Its hard for me to say that sometimes but sometimes I do say things along those lines to take the pressure of me.
Yes, I have often felt like people are uncomfortable around me when I first meet them. After making friends that aren't on the spectrum and holding various people-oriented jobs, though, I say you have to give people a benefit of the doubt. Maybe they are jerks, but maybe they just legitimately don't understand you. Try on a mask, and see how it fits. If they respond well to it, try to play the game. If you mess up, apologize.
Loveurself
Yellow-bellied Woodpecker

Joined: 29 Jun 2014
Gender: Female
Posts: 67
Location: North Dakota
I've learned to stop focusing on me too much while talking to people. When I talk to people, I sometimes feel like I'm having an outer body experience.

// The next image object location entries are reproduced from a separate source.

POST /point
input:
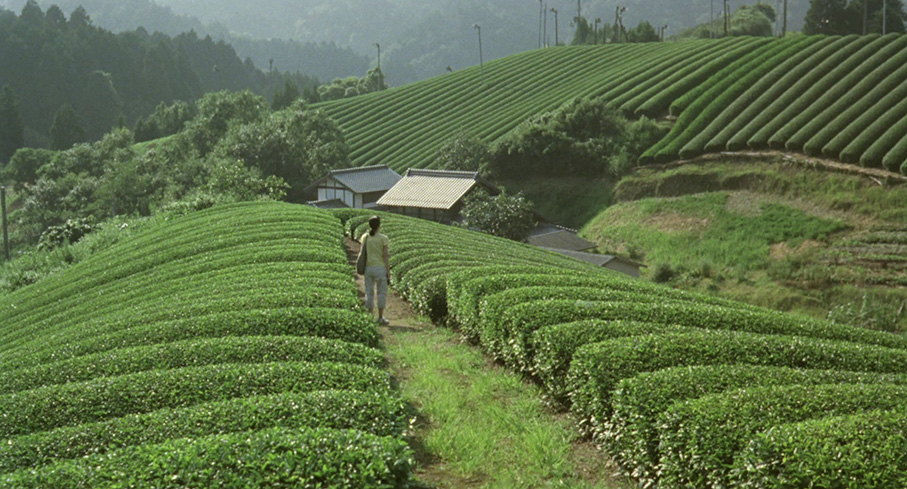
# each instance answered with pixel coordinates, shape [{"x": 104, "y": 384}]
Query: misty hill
[
  {"x": 420, "y": 39},
  {"x": 318, "y": 59},
  {"x": 838, "y": 97},
  {"x": 49, "y": 60}
]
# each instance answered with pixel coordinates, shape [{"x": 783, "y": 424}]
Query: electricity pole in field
[
  {"x": 481, "y": 61},
  {"x": 555, "y": 26}
]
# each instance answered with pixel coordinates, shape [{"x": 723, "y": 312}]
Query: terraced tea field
[
  {"x": 841, "y": 98},
  {"x": 226, "y": 347},
  {"x": 229, "y": 347},
  {"x": 682, "y": 389}
]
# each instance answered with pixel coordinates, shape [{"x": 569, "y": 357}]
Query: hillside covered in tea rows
[{"x": 836, "y": 97}]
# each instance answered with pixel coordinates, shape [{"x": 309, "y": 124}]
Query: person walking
[{"x": 377, "y": 268}]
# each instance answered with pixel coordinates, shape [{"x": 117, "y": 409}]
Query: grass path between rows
[{"x": 476, "y": 425}]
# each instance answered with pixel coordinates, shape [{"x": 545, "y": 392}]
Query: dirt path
[{"x": 592, "y": 468}]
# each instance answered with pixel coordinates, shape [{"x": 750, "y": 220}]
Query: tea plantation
[
  {"x": 227, "y": 348},
  {"x": 841, "y": 98},
  {"x": 681, "y": 389}
]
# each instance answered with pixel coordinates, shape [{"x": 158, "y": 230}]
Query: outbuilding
[
  {"x": 436, "y": 195},
  {"x": 358, "y": 188}
]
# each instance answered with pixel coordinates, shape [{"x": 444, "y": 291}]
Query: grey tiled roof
[
  {"x": 431, "y": 189},
  {"x": 554, "y": 237},
  {"x": 363, "y": 180}
]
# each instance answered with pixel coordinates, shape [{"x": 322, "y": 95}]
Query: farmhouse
[
  {"x": 359, "y": 188},
  {"x": 436, "y": 195},
  {"x": 611, "y": 262},
  {"x": 554, "y": 236}
]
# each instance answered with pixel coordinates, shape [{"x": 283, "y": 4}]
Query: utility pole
[
  {"x": 541, "y": 9},
  {"x": 784, "y": 23},
  {"x": 712, "y": 20},
  {"x": 5, "y": 230},
  {"x": 555, "y": 26},
  {"x": 727, "y": 21},
  {"x": 884, "y": 11},
  {"x": 481, "y": 61}
]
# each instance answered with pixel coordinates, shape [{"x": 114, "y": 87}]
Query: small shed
[
  {"x": 611, "y": 262},
  {"x": 358, "y": 188},
  {"x": 547, "y": 235},
  {"x": 436, "y": 195}
]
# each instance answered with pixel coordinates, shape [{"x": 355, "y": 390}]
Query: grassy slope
[
  {"x": 768, "y": 234},
  {"x": 819, "y": 95}
]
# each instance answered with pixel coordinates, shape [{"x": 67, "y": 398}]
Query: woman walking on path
[{"x": 377, "y": 267}]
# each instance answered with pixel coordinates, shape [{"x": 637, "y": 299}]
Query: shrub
[
  {"x": 555, "y": 345},
  {"x": 370, "y": 412},
  {"x": 191, "y": 353},
  {"x": 278, "y": 457},
  {"x": 700, "y": 438},
  {"x": 867, "y": 447},
  {"x": 51, "y": 407},
  {"x": 631, "y": 434},
  {"x": 597, "y": 367}
]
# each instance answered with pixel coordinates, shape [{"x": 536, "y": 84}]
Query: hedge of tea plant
[
  {"x": 224, "y": 348},
  {"x": 623, "y": 355}
]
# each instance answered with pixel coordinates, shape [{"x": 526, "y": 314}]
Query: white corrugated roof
[{"x": 430, "y": 189}]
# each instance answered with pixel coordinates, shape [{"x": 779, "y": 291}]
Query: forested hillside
[
  {"x": 51, "y": 62},
  {"x": 320, "y": 59},
  {"x": 840, "y": 97}
]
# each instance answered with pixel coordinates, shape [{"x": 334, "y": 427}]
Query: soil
[{"x": 431, "y": 471}]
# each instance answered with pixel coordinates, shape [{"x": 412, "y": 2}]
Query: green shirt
[{"x": 375, "y": 248}]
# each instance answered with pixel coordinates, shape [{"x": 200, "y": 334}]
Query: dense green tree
[
  {"x": 284, "y": 97},
  {"x": 752, "y": 21},
  {"x": 826, "y": 17},
  {"x": 464, "y": 152},
  {"x": 67, "y": 129},
  {"x": 296, "y": 144},
  {"x": 23, "y": 166},
  {"x": 505, "y": 216},
  {"x": 165, "y": 121},
  {"x": 644, "y": 32},
  {"x": 12, "y": 131}
]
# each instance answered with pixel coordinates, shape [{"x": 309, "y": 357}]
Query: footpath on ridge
[{"x": 474, "y": 424}]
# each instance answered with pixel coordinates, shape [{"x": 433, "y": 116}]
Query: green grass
[
  {"x": 569, "y": 202},
  {"x": 488, "y": 425},
  {"x": 692, "y": 230}
]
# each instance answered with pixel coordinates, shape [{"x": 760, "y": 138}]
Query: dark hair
[{"x": 374, "y": 222}]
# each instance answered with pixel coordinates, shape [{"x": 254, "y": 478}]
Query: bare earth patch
[{"x": 674, "y": 222}]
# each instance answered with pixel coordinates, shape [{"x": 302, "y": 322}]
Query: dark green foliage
[
  {"x": 66, "y": 130},
  {"x": 582, "y": 138},
  {"x": 305, "y": 457},
  {"x": 700, "y": 438},
  {"x": 644, "y": 32},
  {"x": 598, "y": 367},
  {"x": 284, "y": 97},
  {"x": 371, "y": 412},
  {"x": 555, "y": 345},
  {"x": 353, "y": 86},
  {"x": 826, "y": 17},
  {"x": 12, "y": 130},
  {"x": 505, "y": 216},
  {"x": 165, "y": 121},
  {"x": 868, "y": 447},
  {"x": 465, "y": 153},
  {"x": 234, "y": 349},
  {"x": 24, "y": 164},
  {"x": 631, "y": 434},
  {"x": 297, "y": 145},
  {"x": 69, "y": 232}
]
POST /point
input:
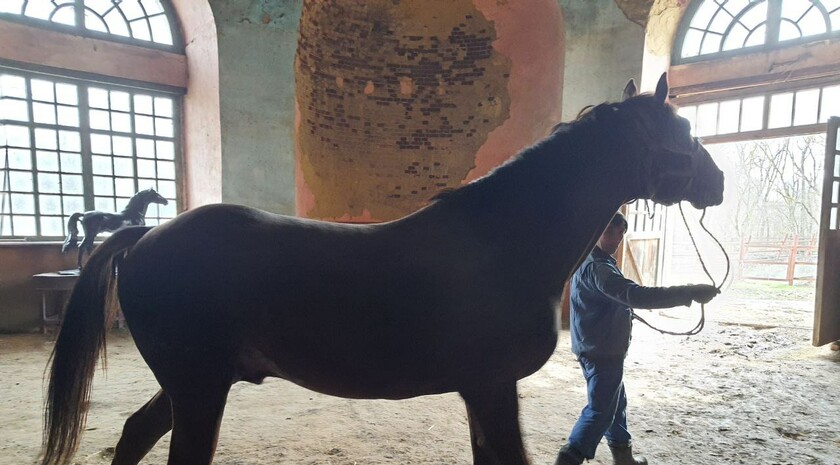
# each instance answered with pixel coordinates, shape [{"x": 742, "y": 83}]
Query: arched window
[
  {"x": 721, "y": 27},
  {"x": 85, "y": 138},
  {"x": 748, "y": 69}
]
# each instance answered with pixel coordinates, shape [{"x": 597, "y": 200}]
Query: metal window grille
[
  {"x": 714, "y": 28},
  {"x": 68, "y": 145},
  {"x": 147, "y": 23}
]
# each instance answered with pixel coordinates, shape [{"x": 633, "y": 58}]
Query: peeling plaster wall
[
  {"x": 663, "y": 22},
  {"x": 603, "y": 50},
  {"x": 397, "y": 99},
  {"x": 257, "y": 40}
]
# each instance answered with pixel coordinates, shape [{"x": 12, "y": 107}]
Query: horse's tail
[
  {"x": 72, "y": 232},
  {"x": 89, "y": 311}
]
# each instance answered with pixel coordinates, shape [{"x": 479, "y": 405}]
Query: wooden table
[{"x": 59, "y": 283}]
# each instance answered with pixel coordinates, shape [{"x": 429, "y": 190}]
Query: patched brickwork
[{"x": 394, "y": 98}]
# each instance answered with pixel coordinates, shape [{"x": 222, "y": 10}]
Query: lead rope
[{"x": 702, "y": 323}]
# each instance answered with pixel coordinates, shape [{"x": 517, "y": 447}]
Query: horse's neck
[
  {"x": 135, "y": 209},
  {"x": 550, "y": 211}
]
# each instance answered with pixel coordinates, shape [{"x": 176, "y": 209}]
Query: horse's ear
[
  {"x": 662, "y": 88},
  {"x": 629, "y": 90}
]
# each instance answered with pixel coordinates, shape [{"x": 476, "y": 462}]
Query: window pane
[
  {"x": 17, "y": 136},
  {"x": 103, "y": 185},
  {"x": 46, "y": 139},
  {"x": 165, "y": 150},
  {"x": 707, "y": 119},
  {"x": 71, "y": 162},
  {"x": 66, "y": 94},
  {"x": 729, "y": 116},
  {"x": 15, "y": 110},
  {"x": 143, "y": 104},
  {"x": 123, "y": 167},
  {"x": 42, "y": 90},
  {"x": 807, "y": 105},
  {"x": 23, "y": 203},
  {"x": 124, "y": 187},
  {"x": 146, "y": 169},
  {"x": 98, "y": 98},
  {"x": 788, "y": 31},
  {"x": 121, "y": 122},
  {"x": 122, "y": 146},
  {"x": 47, "y": 161},
  {"x": 20, "y": 181},
  {"x": 68, "y": 116},
  {"x": 163, "y": 107},
  {"x": 50, "y": 204},
  {"x": 781, "y": 106},
  {"x": 146, "y": 148},
  {"x": 752, "y": 114},
  {"x": 51, "y": 226},
  {"x": 105, "y": 204},
  {"x": 72, "y": 184},
  {"x": 73, "y": 204},
  {"x": 49, "y": 183},
  {"x": 830, "y": 103},
  {"x": 20, "y": 159},
  {"x": 101, "y": 165},
  {"x": 24, "y": 225},
  {"x": 167, "y": 189},
  {"x": 69, "y": 141},
  {"x": 100, "y": 119},
  {"x": 12, "y": 86},
  {"x": 100, "y": 143}
]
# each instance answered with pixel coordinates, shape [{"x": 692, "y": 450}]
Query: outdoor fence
[{"x": 788, "y": 259}]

I start to think about myself, how I look, why is he/she asking me about the weather etc., is this enough eye contact, why are they so close to me, I'm not in the mood to talk, am I making the right facial expressions, do I look bored? The list goes on.
I realized I was insecure. What helped me was realizing that what other people have to say, is no more important than what I have to say. I now focus on what they say instead of myself and I don't let my actions or anyone else's make me feel bad during a conversation.
I've realized that we are all unique, so when I talk to someone, I am just giving them an oportunity to get to know me. If they don't like me, then what can I say (shrug), who cares. We only live once and there is no one else in this whole world that is like you. So don't feel bad if you are different; your meant to be different and maybe even a little weird.
I always like weird. it make things interesting.